Our data model is a standard database table or spreadsheet in comma-separated csv format-- a single table that has no preset limits on the number of rows or columns.
"ID","systolic blood pressure","bad cholesterol","family history of heart disease","comments","risk" |
Joe,170,150,1,"very overweight","high" |
Emily,120,110,0,,"low" |
Brenda,200,200,0,"healthy","high" |
Robert,100,90,0,,"low" |
"systolic blood pressure","bad cholesterol","family history of heart disease","comments","class" |
170,150,1,"taking statins",2 |
120,110,0,,1 |
"ID X2","systolic blood pressure","bad cholesterol","family history of heart disease","comments","life expectancy years" |
18979,170,150,1,"very overweight",70 |
94321,120,110,0,,85 |
Prediction models typically expect records that summarize many previous transactions like total yearly purchases by a customer. For rare-event prediction, best results are often achieved by assembling a sample of all rare events and an equal-size sample of alternative events.

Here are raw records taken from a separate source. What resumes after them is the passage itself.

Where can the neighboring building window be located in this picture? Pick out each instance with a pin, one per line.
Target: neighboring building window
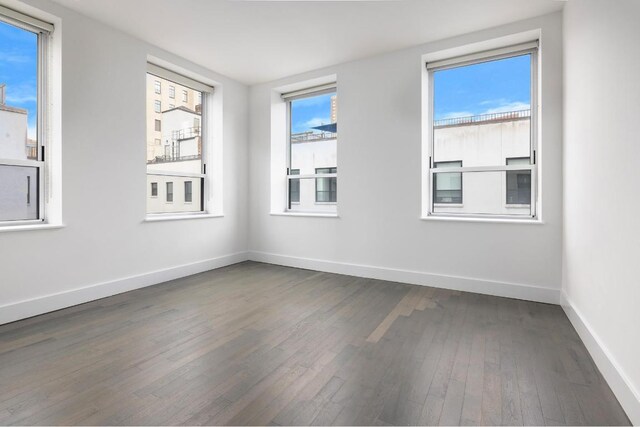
(475, 118)
(169, 191)
(177, 159)
(447, 187)
(312, 148)
(23, 107)
(326, 188)
(188, 191)
(518, 182)
(294, 187)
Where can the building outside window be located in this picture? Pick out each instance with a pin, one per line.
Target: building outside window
(447, 187)
(326, 188)
(482, 148)
(312, 149)
(23, 108)
(177, 161)
(519, 183)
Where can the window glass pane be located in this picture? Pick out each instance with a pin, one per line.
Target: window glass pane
(18, 193)
(480, 193)
(18, 93)
(482, 112)
(174, 147)
(313, 150)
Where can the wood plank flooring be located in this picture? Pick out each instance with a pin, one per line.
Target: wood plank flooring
(258, 344)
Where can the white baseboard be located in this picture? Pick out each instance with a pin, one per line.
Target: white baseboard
(628, 395)
(502, 289)
(47, 303)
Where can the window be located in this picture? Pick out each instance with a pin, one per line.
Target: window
(447, 187)
(312, 149)
(176, 159)
(188, 191)
(482, 109)
(294, 187)
(169, 192)
(326, 188)
(518, 183)
(23, 108)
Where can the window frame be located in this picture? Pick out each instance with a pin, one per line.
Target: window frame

You will be emailed a extensive set of results to be displayed in a browser. Many different predictive models are invoked and are presented in a manner intended to be transparent and understandable to the non-expert. You control the output and quality of results by incremental revisions to the input data. Do not underestimate the importance of this task. You are the expert in that endeavor, and you can improve results by reacting to the results of previous experiments.
Currently, our limit on zip file transfer is 58Mb which is in the vicinity of half a terabyte of uncompressed data. This is quite large for structured data and prediction models. Small files having less than 5k records will be processed using a 50% train/test split.